There is lots of talk these days about the importance of embracing failure. And certainly, from a design perspective, there are many good reasons to do so. 

For one, actively and strategically acknowledging mistakes and how we might learn from them builds a culture of experimentation. However, the corollary to embracing failure is to celebrate success in each other. Here is a quick guide to three ways you can approach celebrating your colleagues. 

1. Accept. 

We spend more than 75 percent of the calendar year at work. We are expected to give "110 percent," yet not all of us feel like we are invited to bring our full selves to work. How much do you really know each other? What might happen if the skills you've cultivated in your favorite hobby were incorporated into the ways meetings were run? Acceptance starts with curiosity. Don't leave it to the annual retreat to get to know each other. Explore having more meet-ups at shorter intervals throughout the year to help you to understand and accept the fuller dimension of your colleagues.   

2. Encourage. 

One of the primary rules for giving feedback is to start with the positive. There is a physiological reason for this: the emotional pathway is faster than actual thought. When we are told we are wrong, that ignites neuro pathways in the same area of the brain as when we are in physical pain! This triggers the fight-flight response. Called identity protective cognition, we literally will try to defend our identity to the bitter end when faced with criticism. So soften the physiological and chemical responses in the body by giving words of encouragement and affirmation to each other in large and small acts. This goes a long way for when we will need to have more difficult conversations with each other.   

3. Validate. 

At the end of the day, people need and want to feel validated.  Validation is not about getting our way, but it is about visibility and recognition. We all need to be seen, heard and recognized.
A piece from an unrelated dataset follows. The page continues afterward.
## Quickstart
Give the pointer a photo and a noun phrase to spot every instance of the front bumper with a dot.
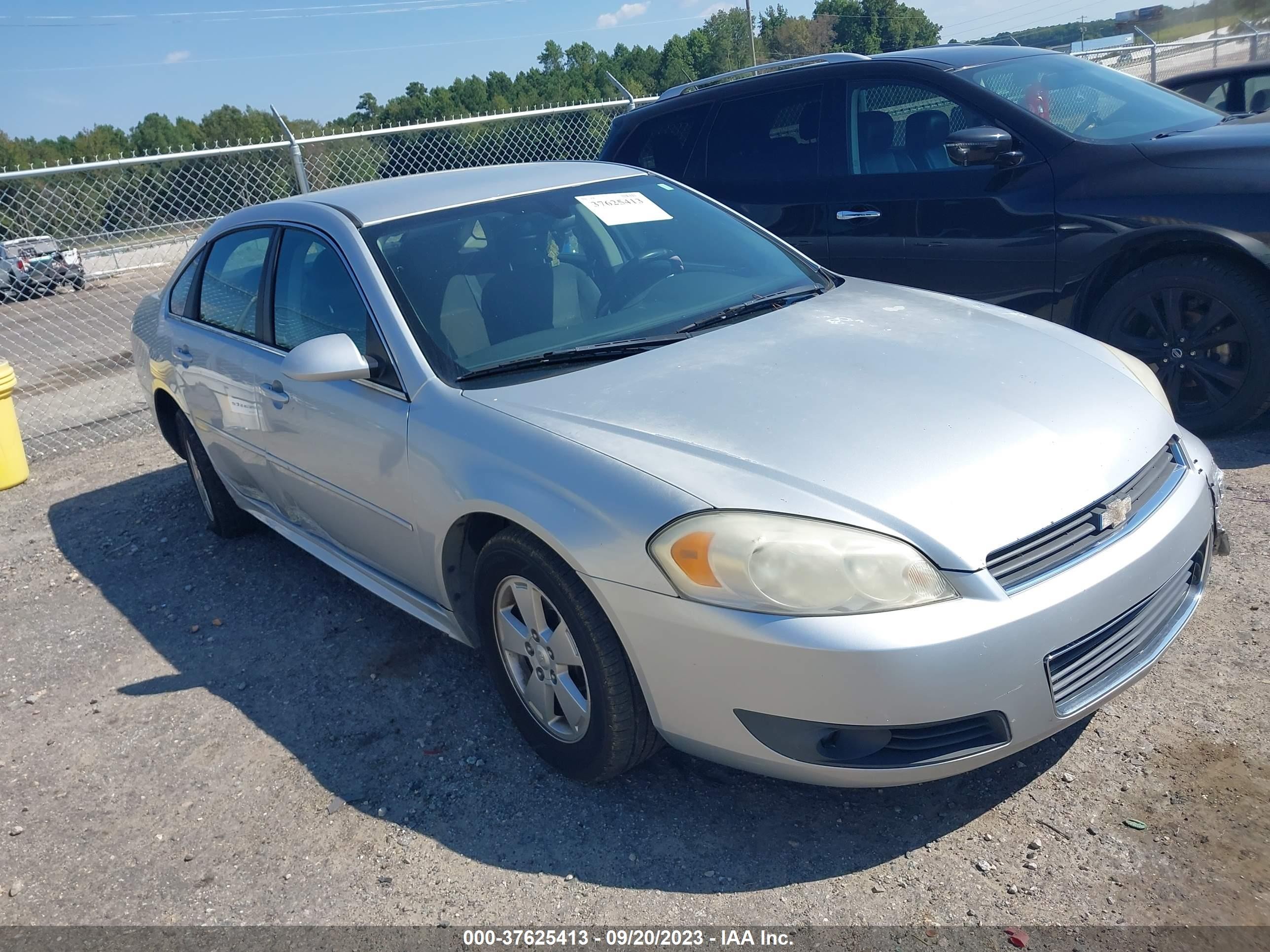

This goes a long way through the most difficult decision making processes, where not everyone will be the winner, but at least everyone will feel heard and included.

Fully celebrating each other has to be about more than the big hurrahs that an award at the end of a long tenure or a promotion brings. While those manifestations of success are important, it is also critical to celebrate each other in smaller doses, recognizing the full person by accepting, encouraging, and validating each other in incremental moments each day we work together.